Morrow County’s Rod n’ Tique Car Club celebrates its 40th anniversary this year.
The club is commonly known for its annual Father’s Day car show held at the Morrow County Fairground.
It all began in 1976 when three young men – Richard Day, Homer Hellman and Bud Lemley – were in sitting in Lemely’s backyard thinking of a way to involve their families and friends with their love of cars.
“Somehow the name Rod n’ Tiques came up,” Lemley remembers, “and it just stuck immediately. Right from the start, we wanted family to be a part of it.”
Bud’s wife and club member, Diana, also has a car in the club, and according to Lemley, “She had to have it in her name so I wouldn’t keep tearing it down and rebuilding it. It’s a common urge if you’re in this hobby for long.”
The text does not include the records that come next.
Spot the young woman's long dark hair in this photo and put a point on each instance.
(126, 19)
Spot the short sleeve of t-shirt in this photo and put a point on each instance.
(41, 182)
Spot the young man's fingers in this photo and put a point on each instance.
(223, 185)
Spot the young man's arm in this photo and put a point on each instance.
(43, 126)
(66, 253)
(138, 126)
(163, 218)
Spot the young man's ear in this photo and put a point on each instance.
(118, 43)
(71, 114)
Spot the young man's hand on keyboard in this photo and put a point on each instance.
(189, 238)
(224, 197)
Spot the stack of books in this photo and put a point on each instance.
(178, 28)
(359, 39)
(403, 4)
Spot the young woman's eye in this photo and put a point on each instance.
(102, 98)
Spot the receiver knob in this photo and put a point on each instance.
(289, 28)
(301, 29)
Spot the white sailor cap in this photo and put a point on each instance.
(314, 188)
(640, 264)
According to Lemley, the show was started two years after the club’s founding and it’s been growing ever since.
“We try to involve everyone who comes out by putting on games during the show,” he adds. “Club members organize races such as creeper, blind driver and backwards-steering lawnmowers, along with other games, with categories and awards for all. It’s a lot of fun for everybody.”
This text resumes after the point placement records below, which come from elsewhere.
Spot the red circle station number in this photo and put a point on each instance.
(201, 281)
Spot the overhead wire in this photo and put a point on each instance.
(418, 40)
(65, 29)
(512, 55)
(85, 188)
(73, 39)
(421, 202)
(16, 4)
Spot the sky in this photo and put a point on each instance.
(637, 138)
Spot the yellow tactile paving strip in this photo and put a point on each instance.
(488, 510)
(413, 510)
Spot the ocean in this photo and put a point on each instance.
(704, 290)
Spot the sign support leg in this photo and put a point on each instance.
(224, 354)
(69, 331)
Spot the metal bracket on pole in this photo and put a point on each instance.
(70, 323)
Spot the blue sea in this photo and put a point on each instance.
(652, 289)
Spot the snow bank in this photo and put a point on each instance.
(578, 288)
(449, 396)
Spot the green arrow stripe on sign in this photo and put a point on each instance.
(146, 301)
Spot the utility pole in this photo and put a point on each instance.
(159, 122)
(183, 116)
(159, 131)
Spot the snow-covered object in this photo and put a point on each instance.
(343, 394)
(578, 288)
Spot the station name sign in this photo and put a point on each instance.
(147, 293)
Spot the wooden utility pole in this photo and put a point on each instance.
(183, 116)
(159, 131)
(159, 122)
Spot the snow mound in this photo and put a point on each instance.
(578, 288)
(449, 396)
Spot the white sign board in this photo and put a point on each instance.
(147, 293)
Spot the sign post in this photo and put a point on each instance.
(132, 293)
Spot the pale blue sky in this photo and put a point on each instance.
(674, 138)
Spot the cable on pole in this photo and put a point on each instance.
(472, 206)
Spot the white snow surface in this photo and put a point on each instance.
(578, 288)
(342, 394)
During the show, Lemley, the only remaining founding member, was constantly shaking congratulatory hands with friends new and old from around Ohio and neighboring states.
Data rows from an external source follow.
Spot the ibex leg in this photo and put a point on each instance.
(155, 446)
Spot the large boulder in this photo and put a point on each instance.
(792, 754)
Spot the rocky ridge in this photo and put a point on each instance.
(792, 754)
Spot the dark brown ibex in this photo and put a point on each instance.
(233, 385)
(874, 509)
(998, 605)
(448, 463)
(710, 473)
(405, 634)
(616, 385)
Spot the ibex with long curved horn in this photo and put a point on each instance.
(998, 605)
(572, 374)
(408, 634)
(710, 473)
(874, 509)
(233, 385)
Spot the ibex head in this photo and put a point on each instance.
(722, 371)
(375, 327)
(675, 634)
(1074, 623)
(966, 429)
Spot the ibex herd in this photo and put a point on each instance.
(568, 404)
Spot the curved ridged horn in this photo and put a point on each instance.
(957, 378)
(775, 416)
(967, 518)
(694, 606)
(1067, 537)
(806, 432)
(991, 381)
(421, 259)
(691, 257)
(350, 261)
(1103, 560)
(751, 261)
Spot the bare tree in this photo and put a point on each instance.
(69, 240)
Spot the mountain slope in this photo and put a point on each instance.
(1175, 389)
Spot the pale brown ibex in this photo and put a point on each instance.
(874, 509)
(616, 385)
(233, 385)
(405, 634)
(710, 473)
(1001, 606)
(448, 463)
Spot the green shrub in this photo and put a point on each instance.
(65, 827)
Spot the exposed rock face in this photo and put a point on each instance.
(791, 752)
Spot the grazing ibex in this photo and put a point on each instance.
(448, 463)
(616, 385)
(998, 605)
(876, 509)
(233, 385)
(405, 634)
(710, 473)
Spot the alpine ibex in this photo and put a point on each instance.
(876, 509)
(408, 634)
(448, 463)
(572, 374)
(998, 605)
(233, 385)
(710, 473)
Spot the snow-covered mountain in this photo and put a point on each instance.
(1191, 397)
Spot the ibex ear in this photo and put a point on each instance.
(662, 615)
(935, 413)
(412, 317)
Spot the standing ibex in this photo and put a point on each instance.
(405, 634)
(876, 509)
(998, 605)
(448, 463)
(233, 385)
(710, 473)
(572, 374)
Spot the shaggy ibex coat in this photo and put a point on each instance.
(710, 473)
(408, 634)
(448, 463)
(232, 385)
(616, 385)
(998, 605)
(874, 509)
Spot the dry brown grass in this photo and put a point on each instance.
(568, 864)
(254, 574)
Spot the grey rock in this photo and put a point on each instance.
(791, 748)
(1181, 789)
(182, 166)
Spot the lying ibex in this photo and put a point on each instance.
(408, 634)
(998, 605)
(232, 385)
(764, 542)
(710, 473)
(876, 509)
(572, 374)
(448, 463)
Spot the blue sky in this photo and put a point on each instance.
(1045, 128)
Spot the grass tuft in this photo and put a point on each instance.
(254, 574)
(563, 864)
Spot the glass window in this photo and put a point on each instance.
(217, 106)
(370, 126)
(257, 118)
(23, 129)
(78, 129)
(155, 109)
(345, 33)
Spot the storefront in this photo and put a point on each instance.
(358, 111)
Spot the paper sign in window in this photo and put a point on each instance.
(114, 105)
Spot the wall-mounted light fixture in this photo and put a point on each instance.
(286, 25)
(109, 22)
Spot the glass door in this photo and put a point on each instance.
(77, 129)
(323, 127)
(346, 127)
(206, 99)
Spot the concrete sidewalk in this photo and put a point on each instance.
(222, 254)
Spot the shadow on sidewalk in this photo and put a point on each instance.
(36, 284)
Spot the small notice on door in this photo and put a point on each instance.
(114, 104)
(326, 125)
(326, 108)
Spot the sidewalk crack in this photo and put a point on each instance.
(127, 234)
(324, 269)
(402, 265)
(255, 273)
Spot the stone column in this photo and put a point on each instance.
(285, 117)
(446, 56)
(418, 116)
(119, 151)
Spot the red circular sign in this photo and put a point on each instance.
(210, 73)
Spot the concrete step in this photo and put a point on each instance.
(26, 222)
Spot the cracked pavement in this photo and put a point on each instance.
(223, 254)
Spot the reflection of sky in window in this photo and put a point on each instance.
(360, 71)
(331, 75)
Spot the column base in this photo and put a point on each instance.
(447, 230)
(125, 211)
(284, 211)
“It’s like a reunion each year,” he says. According to the Whirlpool retiree, this year of course is special because it marks another decade, but according to club member and wife, Diana, every year is no less.
The 2016 edition brought out over 230 show cars and over 100 spectator cars, around 400 people young and old– gray hair, long hair and no hair.
Indisputably, the most distance travelled was by 1965 Mount Gilead High School graduate Chuck Weaston, and his wife who now live in Rosenberg, Texas.
“I still have a lot of family and friends here and in the club,” says Weaston. “We just had to come this year to see everyone and be a part of the anniversary celebration.”
The club enjoys car “cruises” around the state, organized by its youngest member, 21-year-old Aaron Martin.
It’s a big job, according to club secretary Cheri Munroe, “But the memories are mostly with the people, not just the cars and the trips.
According to Munroe, the group really cares about the community as well as each other. “Each year we hold a 50/50 drawing and the proceeds go to the local hospice.”
Current president Damon Cooper explained, this year the club took over the restoration of a ’70 VW Bug — a project of a former member, now deceased — that was intended as a gift for his 16-year-old daughter.
The club plans to present it to her later this summer. According to Cooper, “She’s busting to get her hands on that car.”
The club is open to all and meets the first Sunday of each month at 6 p.m. in the Wilhelm Building on West Marion Road in Mount Gilead.
“A lot of people make it an expensive hobby,” says Cooper. “But it doesn’t have to be.”It’s about preservation as much as restoration and customization, he says. “Any type of car is welcome, from new to antique, muscle to tuner.”
And according to secretary Munroe, “We have members from many backgrounds, but all you have to do to enjoy yourself is like cars and car people.”